Comentários a uma parábola

Fariseu e o publicano,  Barent Fabritius em 1661
A verdadeira oração 
Texto extraído do livro "O avesso é o lado certo: círculos bíblicos sobre o Evangelho de Lucas". Autores: Pe. Carlos Mesters e Mercedes Lopes.

No texto de hoje, Jesus fala sobre uma parábola, na qual o avesso é o lado certo. Ela mostra que Jesus tinha outra maneira de ver a vida. Jesus conseguia enxergar uma revelação de Deus lá onde todo o mundo só enxergava coisa ruim. Por exemplo, ele via algo de positivo no publicano, de quem todo mundo dizia: "Ele nem sabe rezar". Jesus vivia tão unido ao Pai pela oração, que tudo se tornava expressão de oração para ele. Acompanhe o texto.

SITUANDO
Neste texto, Jesus trata da oração. É a segunda vez que Lucas traz palavras de Jesus para ensinar como rezar. Na primeira vez (Lucas 11,1-13), ensinou o Pai-Nosso e, por meio de comparações e parábolas, ensinou que devemos rezar com insistência, sem esmorecer (cf. Lucas 18,1-8). Agora, nesta segunda vez, ele recorre à parábola tirada da vida para ensinar sobre a humildade. A maneira de apresentar a parábola é muito didática. Primeiro Jesus faz uma breve introdução que serve de chave de leitura. Em seguida, conta a parábola. No fim, o próprio Jesus faz a aplicação, mostrando que o avesso é o lado certo.

COMENTANDO
Lucas 18,9-14: o fariseu e o publicano
Lucas 18,9: A introdução
A parábola é introduzida com a seguinte frase: "Contou ainda esta parábola para alguns que, convencidos de serem justos, desprezavam os outros!" A frase é de Lucas e se refere, simultaneamente, ao tempo de Jesus e ao tempo do próprio Lucas, em que as comunidades da tradição antiga desprezavam as que vinham do paganismo.

Lucas 18,10-13: A parábola
Dois homens sobem ao Templo para rezar: um fariseu e um publicano. Na opinião do povo daquela época, um publicano não prestava para nada e não podia dirigir-se a Deus, pois era uma pessoa impura. Na parábola, o fariseu agradece a Deus por ser melhor do que os outros. A sua oração nada mais é do que um elogio de si mesmo, uma autoexaltação das suas boas qualidades, um desprezo pelos outros. O publicano nem sequer levanta os olhos, bate no peito e apenas diz: "Meu Deus, tem dó de mim que sou um pecador!" Ele se coloca no seu lugar diante de Deus.

Lucas 18,14: A aplicação
Se Jesus tivesse deixado o povo dizer quem voltou justificado para casa, todos teriam dito: "É o fariseu". Jesus, no entanto, pensa diferente. Quem voltou justificado, isto é, em boas relações com Deus, não é o fariseu, mas sim o publicano. Novamente, Jesus virou tudo pelo avesso. Muita gente não deve ter gostado da aplicação que Jesus fez desta parábola.
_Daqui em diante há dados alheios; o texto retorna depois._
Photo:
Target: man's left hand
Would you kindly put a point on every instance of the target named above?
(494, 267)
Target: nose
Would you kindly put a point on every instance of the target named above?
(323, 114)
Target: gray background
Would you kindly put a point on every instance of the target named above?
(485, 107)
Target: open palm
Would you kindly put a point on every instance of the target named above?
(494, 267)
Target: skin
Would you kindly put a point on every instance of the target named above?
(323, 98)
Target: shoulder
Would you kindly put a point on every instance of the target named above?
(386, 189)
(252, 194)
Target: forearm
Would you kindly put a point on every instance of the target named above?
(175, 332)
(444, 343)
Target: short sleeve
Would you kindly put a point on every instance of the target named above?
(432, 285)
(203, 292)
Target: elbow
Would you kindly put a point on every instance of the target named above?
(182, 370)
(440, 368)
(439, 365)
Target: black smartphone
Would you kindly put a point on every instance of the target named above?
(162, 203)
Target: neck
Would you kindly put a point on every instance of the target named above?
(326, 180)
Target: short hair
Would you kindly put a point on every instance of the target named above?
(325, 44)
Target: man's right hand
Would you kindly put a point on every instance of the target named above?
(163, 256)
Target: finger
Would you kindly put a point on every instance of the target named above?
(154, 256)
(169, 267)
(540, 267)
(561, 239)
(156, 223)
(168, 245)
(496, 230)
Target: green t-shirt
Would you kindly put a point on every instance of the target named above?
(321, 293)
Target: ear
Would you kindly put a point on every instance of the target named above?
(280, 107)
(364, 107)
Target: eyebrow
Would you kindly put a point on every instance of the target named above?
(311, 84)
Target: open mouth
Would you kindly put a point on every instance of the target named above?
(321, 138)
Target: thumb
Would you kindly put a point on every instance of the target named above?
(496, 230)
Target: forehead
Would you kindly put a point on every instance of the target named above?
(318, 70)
Quem se exaltar será humilhado
Pe. Marcel Domergue
Os dois homens ocupam lugares diametralmente opostos no decorrer da parábola. A primeira oposição é quanto ao status social, como vimos. O fariseu introduz uma segunda oposição, no domínio da moralidade e da credibilidade. Uma terceira oposição é a oração do publicano que não tem nada a ver com a do fariseu. Por fim, tudo termina na antinomia do par justificado-não justificado, reforçada pela do par humilhado-elevado.
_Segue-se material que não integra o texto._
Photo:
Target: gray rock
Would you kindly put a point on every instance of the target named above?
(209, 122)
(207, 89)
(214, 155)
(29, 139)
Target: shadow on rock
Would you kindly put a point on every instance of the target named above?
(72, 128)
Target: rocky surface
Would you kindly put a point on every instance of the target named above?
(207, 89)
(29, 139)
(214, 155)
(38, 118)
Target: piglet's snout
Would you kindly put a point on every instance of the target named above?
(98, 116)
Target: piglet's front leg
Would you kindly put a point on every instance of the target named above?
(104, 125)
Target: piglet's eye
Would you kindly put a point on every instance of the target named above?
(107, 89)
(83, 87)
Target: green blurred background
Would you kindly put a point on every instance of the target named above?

Ora, qual é o fruto da vinda do Cristo entre nós? A constituição de um Corpo no qual cada um é solidário com todos os outros, um corpo que se mantém unido pelo amor. Quando falamos em "comunhão dos santos", queremos dizer que o valor da vida vivida por Pedro pertence a Paulo, que tudo é comum, que ninguém pode apropriar-se do "bem" que pratica. A ação de graças do fariseu era falaciosa: apropriava-se do bem praticado, enquanto a verdadeira ação de graças consiste em desapropriar-se. Assim, em vez de se fazer um só com os "outros homens", o fariseu distinguiu-se deles, pôs-se à parte, fora do Corpo dos "justificados".
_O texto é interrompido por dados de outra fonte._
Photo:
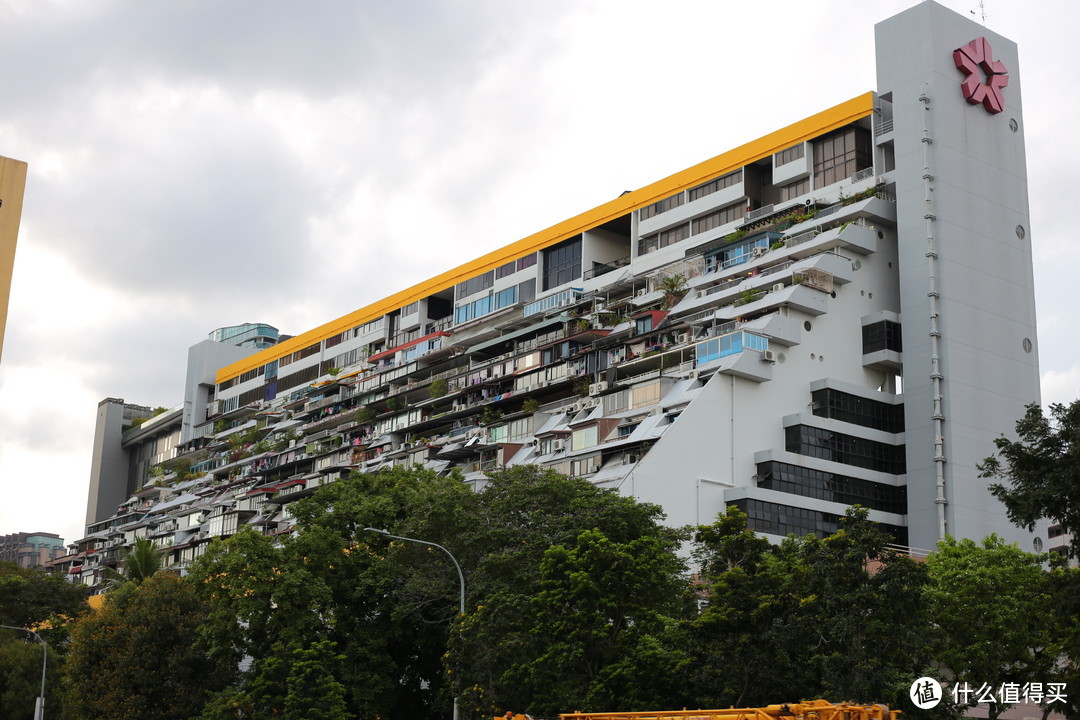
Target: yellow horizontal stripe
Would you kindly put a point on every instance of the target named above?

Por querer guardar para si os próprios méritos, tornou-se incapaz de fazer seus, os "méritos" de um outro: o Cristo. O que vai ainda mais longe: ao comparar-se com os outros, com o publicano particularmente, o fariseu fez um julgamento, pronunciou-se sobre o seu próprio valor e o valor dos outros. E ao fazer isto tomou o lugar do juiz, ocupou o lugar de Deus. Deus, no entanto, é o único que poderia justificá-lo.


A piedade correta
Pe. Jaldemir Vitório

A parábola do fariseu e do publicano aponta para dois diferentes tipos de piedade, representando posições extremas. O discípulo do Reino deve decidir-se pela maneira correta de agradar a Deus, evitando os caminhos enganosos. 

A piedade farisaica, baseada na prática cotidiana da Lei, em seus mínimos detalhes, tinha seus defeitos: era cheia de orgulho, uma vez que levava a pessoa a olhar com desprezo para os considerados pecadores e incapazes de perfeição; pregava a segregação das outras pessoas, por temor de contaminação. Os fariseus julgavam-se com direito de exigir de Deus a salvação, em vista dos méritos adquiridos com sua vida piedosa. 

A piedade do povo simples e desprezado, como o cobrador de impostos, tem outros fundamentos: a humildade e a consciência das próprias limitações e da necessidade de Deus para salvá-lo, a certeza de que a salvação resulta da misericórdia divina, sem méritos humanos, o espírito solidário com os demais pecadores que esperam a manifestação da bondade de Deus.

A oração do fariseu prepotente e egoísta dificilmente será atendida. É uma oração formal, da boca para fora. Já a oração do publicano é totalmente humilde, porque ele reconhece que sua salvação vem de Deus. Só a oração sem estardalhaço é ouvida!